Here I must claim ignorance. I have never put these pieces together; they suggest *something* for sure, but what? Have you read other sources on Sly's occult interests or just tying the pieces together? After all the Beastie Boys also sang about Shadrach, etc. Although there is Adam Yauch's tantric Buddhist thing there so who knows?

I would love to know and write more on Syle sometime. I felt bad giving him only a few lines in this piece, since his funk power is so mighty, as well as a kind of feel-good positivity that is devoid of pop sentimental treacle.

Expand full comment

Meta-ironically! the Beastie Shadrach song beat and vocal refrain is sampled almost entirely from the Sly song "Loose Booty" which is the "Shadrach" one I was referring to. It's on the album "Small Talk", a profoundly underrated later strung-out Sly album, whose lyrics take the unsentimental positive thing you're talking about to new-aeon and utopian-Eselon levels (further pinging the mystery-detector).

I've searched Greg Tate's writing for something on it, but so far haven't found it, although it's hella fun scouring.

Expand full comment
author

Wow that's almost a legitimate synchro, but of course the Beasties were being cheeky with the Sly track.
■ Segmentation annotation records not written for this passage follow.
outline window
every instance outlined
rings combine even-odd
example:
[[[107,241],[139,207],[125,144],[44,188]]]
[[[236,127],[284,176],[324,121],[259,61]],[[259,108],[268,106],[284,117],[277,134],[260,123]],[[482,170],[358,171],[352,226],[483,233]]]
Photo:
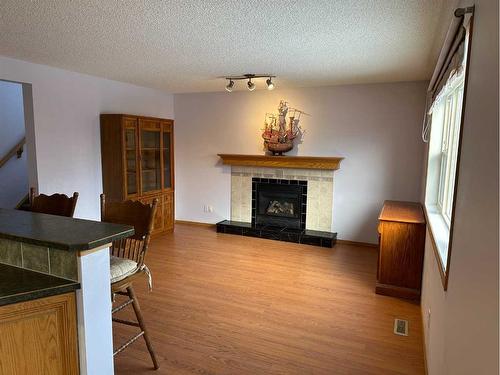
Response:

The SM&A story is of course from the Book of Daniel, one of the most visionary in the bible. They are thrown into a furnace of fire and are not burned. Instead of the three anti-idolatrous Jews (with Aramaic names), the King sees four beings in the furnace -- the fourth a spirit of God (or another "entity"). All very alchemical: do not fear the fire of change!

I will listen to Small Talk today, I never went beyond Fresh. Clearly time to listen through the catalog.

I love Greg Tate's writing, always have, and I am happy we got to hang out back in my VV days and talk cyberpunk. But he has never been very interested in the mystic and/or psychedelic, so it doesn't mean its not there. Is there a Sly bio?

Expand full comment

No Sly bio I’ve ever found, I’ve been told by journalists and musicians that, while clearly a genius, he’s not forthcoming or anything near a good person so no one dared tread to long in his world. There was an excellent and terrifying article in Mojo years ago about the making of “there’s a riot..” and it made him sound like a sadistic pimp who was seriously in to mind control.

That said, I found a good article about his upbringing in the Pentecostal Sanctified Charismatic COGIC, which makes tons of sense lyrically, musically. and definitely puts him on at least one type of California freak wave: https://www.newblackmaninexile.net/2012/06/sly-stone-and-sanctified-church.html?m=1

Hope you dug Small Talk, his funk is at least unambiguous.

Expand full comment
author

Just listened to both Fresh and Small Talk, the latter was definitely better than the haters say. But what blew me away again, after all those years when it blew me away the first time, was "In Time." I guess when Miles heard that he played it over and over for his band. So "off" and yet perfect, broken funky, compressed funky, I dunno what funky. The link was great, I think he is right on: the "spirituality" of funk, in contrast to soul or blues, is the koan here.